For Aboriginal leaders, and for the wider community, the case demonstrates that little has changed since the Fitzgerald Inquiry, set up in the dying days of Joh Bjelke-Petersen's reign. They believe it also shows that lessons have not been learnt from the Royal Commission into indigenous deaths in custody.

The commission, which reported in 1991, found that while black prisoners were not dying at a higher rate than their white counterparts, Aboriginal people were much more likely to be incarcerated in the first place.

It recommended that police should make arrests only if absolutely necessary, and suspects should be imprisoned only as a last resort.

If Hurley ignored that advice, he was not alone. Sam Watson, deputy director of the Aboriginal and Torres Strait Islander Studies Unit at the University of Queensland, says: "In every single Aboriginal death in custody since 1991, police officers across the six [Australian] states and two territories routinely and fundamentally ignored the Royal Commission's key recommendations."

Chris Cunneen, a law professor at the University of New South Wales and an expert on deaths in custody, says what happened on Palm Island was "in many respects a textbook copy of the 99 deaths investigated by the Royal Commission" - including the confrontation between Doomadgee and Hurley, the sense of injustice on the part of the former, and the subsequent riots.

Doomadgee's was only the second death in custody over which a police or prison officer has been prosecuted.

In 1983 five police officers were acquitted of punching and kicking 16-year-old John Pat to death during a brawl outside a pub in Western Australia. Two years ago, in the same state, an Aboriginal elder "cooked to death" while being transported in a prison van in which the air-conditioning had broken.

The Queensland Police Union believes Hurley should never have been put on trial. After he was charged, its members threatened to march on state parliament.

Two other officers who were in the police station at the time of Doomadgee's death refused to co-operate with the prosecution until ordered to do so by the Police Commissioner.

Sam Watson is convinced that the Queensland police culture has not changed.

"They close ranks and defend their own. They refuse to accept any responsibility or acknowledge any fault or wrongdoing," he says.

A union spokesman depicts all the players in the case as victims.

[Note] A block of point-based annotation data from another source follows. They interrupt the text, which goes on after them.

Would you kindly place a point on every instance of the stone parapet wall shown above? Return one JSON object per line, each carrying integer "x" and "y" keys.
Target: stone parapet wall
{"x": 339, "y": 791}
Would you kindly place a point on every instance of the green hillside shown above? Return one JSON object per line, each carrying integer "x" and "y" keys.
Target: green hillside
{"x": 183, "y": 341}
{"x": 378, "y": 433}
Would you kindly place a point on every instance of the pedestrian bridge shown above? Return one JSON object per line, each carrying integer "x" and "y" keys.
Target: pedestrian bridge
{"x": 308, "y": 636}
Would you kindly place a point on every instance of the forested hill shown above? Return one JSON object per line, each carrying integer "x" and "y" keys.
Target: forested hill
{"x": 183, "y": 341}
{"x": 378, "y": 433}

"It's been trying times for Chris Hurley, but we also acknowledge that it's been a very trying time for the Doomadgee family," he says.

"Everyone involved has suffered quite a lot, and the best thing that can happen for all concerned is that we finally get to the end of it.

"I don't think Chris will ever be able to forget the experience of the last few years, and the Doomadgee family are in a similar position. It's not something you can just put behind you.

" I know that Chris feels very sad at what has occurred, and everyone wishes that Cameron [Mulrunji] Doomadgee was still alive."

Hurley, who was "counselled" over a previous incident in which he deliberately reversed his van over an Aboriginal woman's foot, received compensation of more than A$100,000 (NZ$131,000) for property destroyed in the riots. (An inquiry is taking place into an insurance claim he made in relation to the same goods.) Twenty-two other officers caught up in the riots have been given bravery awards.

Gracelyn Smallwood, an indigenous activist based in Townsville, says the family are "just numb".

She says: "If this was all happening to a non-indigenous family in this country, there would be a public outcry. It's like this is normal behaviour for this to happen in Aboriginal Australia."

The new inquest might not necessarily go Hurley's way, particularly now that he has admitted to causing Doomadgee's fatal injuries.

Meanwhile, Doomadgee's sisters and Tracey Twaddle are pursuing a civil case against him.

Their lawyer, Andrew O'Brien, says: "They just want to know why [he] was arrested and 40 minutes later was dead on a watch house floor."